Recall from my prior post that Stefan Molyneux proclaims (1) that race-related genetics causes blacks and Hispanics to be congenitally more violent than whites and Asians, (2) race-related genetics causes Asians to be the least violent ethnic group, and (3) that the "warrior gene" (MAOA-L) occurs more frequently in blacks than any other group, causing blacks to be the most violent.
Say to the black families, 'Look, when you abuse your children [he considers all corporal punishment, such as spanking, to be domestic abuse], you are setting events in motion -- if they have this genetic susceptibility [to violence, due to the 'warrior gene'] , when you look at these ratios, it's huge -- you are setting events in motion that are going to result in increased criminality, in your population.' You already have higher testosterone according to many measures. If you have this genetic susceptibility to being triggered by [parental] violence into becoming a violent person... You know, maltreat an Asian child-- I don't know -- what do you get? I don't know -- a great pianist? I don't know. Maltreat a Caucasian kid -- I don't know -- you get some Goth.

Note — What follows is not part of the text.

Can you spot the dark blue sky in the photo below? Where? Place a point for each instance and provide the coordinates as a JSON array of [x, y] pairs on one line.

But maltreat a black kid, and the prevalence of this 'warrior gene' sequence -- particularly this 2-repeat -- and you're going to get a very different kind of person.

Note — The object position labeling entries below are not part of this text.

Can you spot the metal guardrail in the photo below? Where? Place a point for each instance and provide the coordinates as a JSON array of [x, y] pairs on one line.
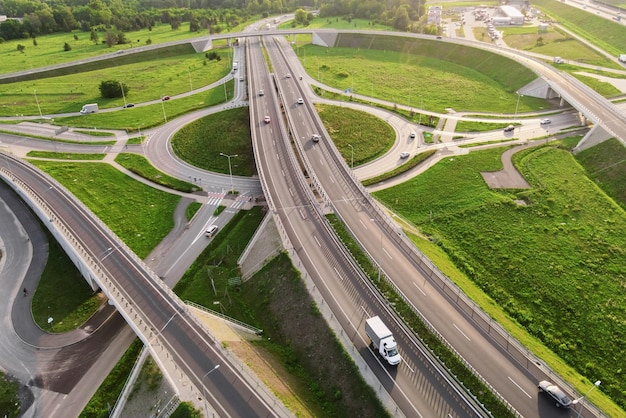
[[246, 327]]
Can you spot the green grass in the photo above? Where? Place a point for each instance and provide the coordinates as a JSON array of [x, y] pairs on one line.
[[369, 136], [143, 117], [605, 163], [108, 392], [554, 42], [545, 263], [148, 80], [94, 133], [440, 350], [49, 49], [200, 142], [606, 34], [437, 74], [192, 209], [140, 215], [413, 162], [64, 155], [139, 165], [9, 401], [62, 294]]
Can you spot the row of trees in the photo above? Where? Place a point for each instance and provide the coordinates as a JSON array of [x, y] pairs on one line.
[[40, 18]]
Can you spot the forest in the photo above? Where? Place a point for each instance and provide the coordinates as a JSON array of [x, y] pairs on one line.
[[32, 18]]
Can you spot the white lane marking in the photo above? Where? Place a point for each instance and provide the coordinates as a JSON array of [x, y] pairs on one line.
[[462, 333], [418, 288], [519, 387]]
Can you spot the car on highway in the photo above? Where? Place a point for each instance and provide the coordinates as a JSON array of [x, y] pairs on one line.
[[556, 393], [211, 231]]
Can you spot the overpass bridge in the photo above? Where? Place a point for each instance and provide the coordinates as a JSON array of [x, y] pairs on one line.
[[159, 318]]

Well, occurrence of the warrior gene does vary from one ethnic group to another, but not in the way that Stefan Molyneux said: "Lea and Chambers reported that MAOA-L was less common among Caucasians (34 percent) and Hispanics (29 percent) but even more common among Africans (59 percent) and Chinese (77 percent)." (The PDF of the paper is here.)
Seconds later in that same video, Molyneux said that 73 percent of Asian-Americans report spanking their children and 89 percent of black-American families report doing the same. Again, Stefan Molyneux says that if you have the warrior gene and were spanked as a child, that will cause you to grow up to become a violent criminal. If that were the case, then, by the very figures that Molyneux cited, that would mean that it is Asian-Americans who are most prone toward criminal violence. That contradicts Molyneux's obsessive insistence that race-related genetics cause blacks and Hispanics to have the greatest tendency toward violent crime. Also of note is that the ethnic category in which the warrior gene is least frequent is that of Hispanics.
Apologists might reply that Molyneux is attributing the tendency toward violent crime on the 2-repeat allele on the VNTR region of this gene, whereas the 3-repeat allele is the one most common in East Asians and least common in Hispanics. However, the consensus among scientists who have studied this is that there is not a big distinction between those alleles when it comes to effects on human behavior.